Authors: Bingyi Liu, Jinbo He, Haiyong Shi, Enshu Wang, Weizhen Han, Jingxiang Hao, Peixi Wang, Zhuangzhuang Zhang
Subjects: Subjects: Artificial Intelligence (cs.AI)
Arxiv link: https://arxiv.org/abs/2601.05675
Pdf link: https://arxiv.org/pdf/2601.05675
Abstract Hybrid action space, which combines discrete choices and continuous parameters, is prevalent in domains such as robot control and game AI. However, efficiently modeling and optimizing hybrid discrete-continuous action space remains a fundamental challenge, mainly due to limited policy expressiveness and poor scalability in high-dimensional settings. To address this challenge, we view the hybrid action space problem as a fully cooperative game and propose a \textbf{Cooperative Hybrid Diffusion Policies (CHDP)} framework to solve it. CHDP employs two cooperative agents that leverage a discrete and a continuous diffusion policy, respectively. The continuous policy is conditioned on the discrete action's representation, explicitly modeling the dependency between them. This cooperative design allows the diffusion policies to leverage their expressiveness to capture complex distributions in their respective action spaces. To mitigate the update conflicts arising from simultaneous policy updates in this cooperative setting, we employ a sequential update scheme that fosters co-adaptation. Moreover, to improve scalability when learning in high-dimensional discrete action space, we construct a codebook that embeds the action space into a low-dimensional latent space. This mapping enables the discrete policy to learn in a compact, structured space. Finally, we design a Q-function-based guidance mechanism to align the codebook's embeddings with the discrete policy's representation during training. On challenging hybrid action benchmarks, CHDP outperforms the state-of-the-art method by up to $19.3\%$ in success rate.

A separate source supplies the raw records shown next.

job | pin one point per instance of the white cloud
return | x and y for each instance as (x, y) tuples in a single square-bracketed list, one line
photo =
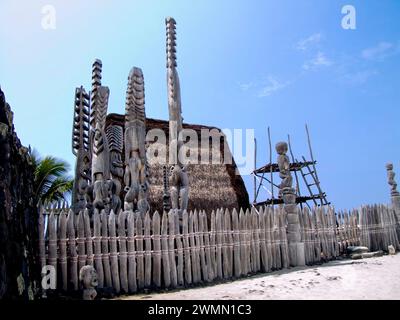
[(304, 44), (273, 85), (320, 60), (379, 52), (359, 78), (246, 86)]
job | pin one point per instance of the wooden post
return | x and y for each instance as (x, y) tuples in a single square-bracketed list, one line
[(123, 254), (147, 253), (277, 236), (284, 241), (132, 252), (219, 237), (171, 249), (72, 250), (225, 258), (164, 250), (268, 238), (236, 244), (105, 249), (98, 264), (242, 237), (204, 269), (186, 248), (256, 238), (89, 241), (63, 249), (52, 226), (213, 249), (81, 241), (206, 235), (248, 241), (156, 250), (178, 241), (197, 244), (113, 253), (42, 245), (140, 252)]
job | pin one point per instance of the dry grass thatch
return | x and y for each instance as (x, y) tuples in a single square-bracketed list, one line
[(212, 186)]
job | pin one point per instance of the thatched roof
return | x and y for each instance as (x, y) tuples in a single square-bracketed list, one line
[(212, 186)]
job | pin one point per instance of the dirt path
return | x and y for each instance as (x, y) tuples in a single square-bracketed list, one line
[(375, 278)]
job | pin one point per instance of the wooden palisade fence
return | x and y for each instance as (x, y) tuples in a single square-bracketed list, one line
[(131, 253)]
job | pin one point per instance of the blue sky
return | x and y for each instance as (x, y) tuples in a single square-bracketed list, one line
[(242, 64)]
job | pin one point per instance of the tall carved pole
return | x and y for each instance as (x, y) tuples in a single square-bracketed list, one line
[(115, 138), (288, 194), (395, 195), (179, 181), (97, 68), (100, 156), (81, 149), (135, 177)]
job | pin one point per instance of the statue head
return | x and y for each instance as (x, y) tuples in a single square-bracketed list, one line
[(389, 166), (88, 277), (281, 148)]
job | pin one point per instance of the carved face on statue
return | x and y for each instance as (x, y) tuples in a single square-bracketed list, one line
[(281, 148), (389, 166), (88, 277)]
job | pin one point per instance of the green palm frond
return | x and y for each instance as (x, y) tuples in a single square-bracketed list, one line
[(52, 182)]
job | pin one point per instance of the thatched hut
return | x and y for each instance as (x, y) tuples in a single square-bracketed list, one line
[(212, 186)]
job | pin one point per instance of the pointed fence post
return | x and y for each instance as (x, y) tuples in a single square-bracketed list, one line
[(186, 248), (63, 249), (114, 253), (123, 255), (105, 249), (171, 248), (98, 263), (72, 250), (132, 252), (156, 250)]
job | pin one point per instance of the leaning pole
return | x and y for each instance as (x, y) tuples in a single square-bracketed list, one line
[(288, 194)]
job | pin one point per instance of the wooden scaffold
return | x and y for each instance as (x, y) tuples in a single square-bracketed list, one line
[(307, 169)]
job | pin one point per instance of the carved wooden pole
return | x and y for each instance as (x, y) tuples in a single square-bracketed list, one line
[(394, 194), (115, 139), (288, 194), (81, 149), (100, 156), (135, 176), (179, 181)]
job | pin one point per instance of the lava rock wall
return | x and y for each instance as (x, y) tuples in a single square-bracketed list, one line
[(19, 273)]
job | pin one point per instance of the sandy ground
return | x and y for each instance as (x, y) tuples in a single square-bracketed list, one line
[(374, 278)]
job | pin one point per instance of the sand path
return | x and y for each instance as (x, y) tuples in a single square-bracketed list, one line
[(375, 278)]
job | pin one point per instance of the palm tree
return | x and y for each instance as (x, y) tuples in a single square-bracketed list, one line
[(52, 182)]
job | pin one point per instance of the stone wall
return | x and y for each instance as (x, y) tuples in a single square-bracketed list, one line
[(18, 217)]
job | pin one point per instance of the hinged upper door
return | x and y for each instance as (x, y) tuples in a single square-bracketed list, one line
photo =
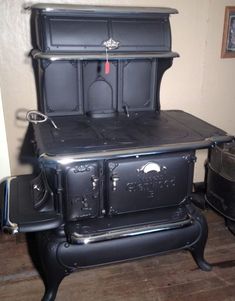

中文摘要 混合动作空间，即结合离散选择和连续参数的概念，在机器人控制和游戏人工智能等领域中非常普遍。然而，高效建模和优化混合离散-连续动作空间仍是根本挑战，主要原因是政策表达有限且在高维环境中的可扩展性较差。为应对这一挑战，我们将混合行动空间问题视为一个完全合作的博弈，并提出了一个 \textbf{合作混合扩散策略（CHDP）}框架来解决。CHDP采用两个合作代理，分别采用离散和连续扩散策略。连续策略的条件是离散动作的表示，明确建模它们之间的依赖关系。这种协作设计使扩散策略能够利用其表达力捕捉各自动作空间中的复杂分布。为了减少在这种合作环境中同时进行策略更新所产生的更新冲突，我们采用了促进共适应的顺序更新方案。此外，为了提高在高维离散作用空间学习时的可扩展性，我们构建了一个将作用空间嵌入低维潜空间的码本。这种映射使离散策略能够在紧凑、结构化的空间中学习。最后，我们设计了基于Q函数的指导机制，使码本嵌入与离散策略在训练中的表示方式对齐。在具有挑战性的混合行动基准测试中，CHDP的成功率高出最先进的方法19.3美元。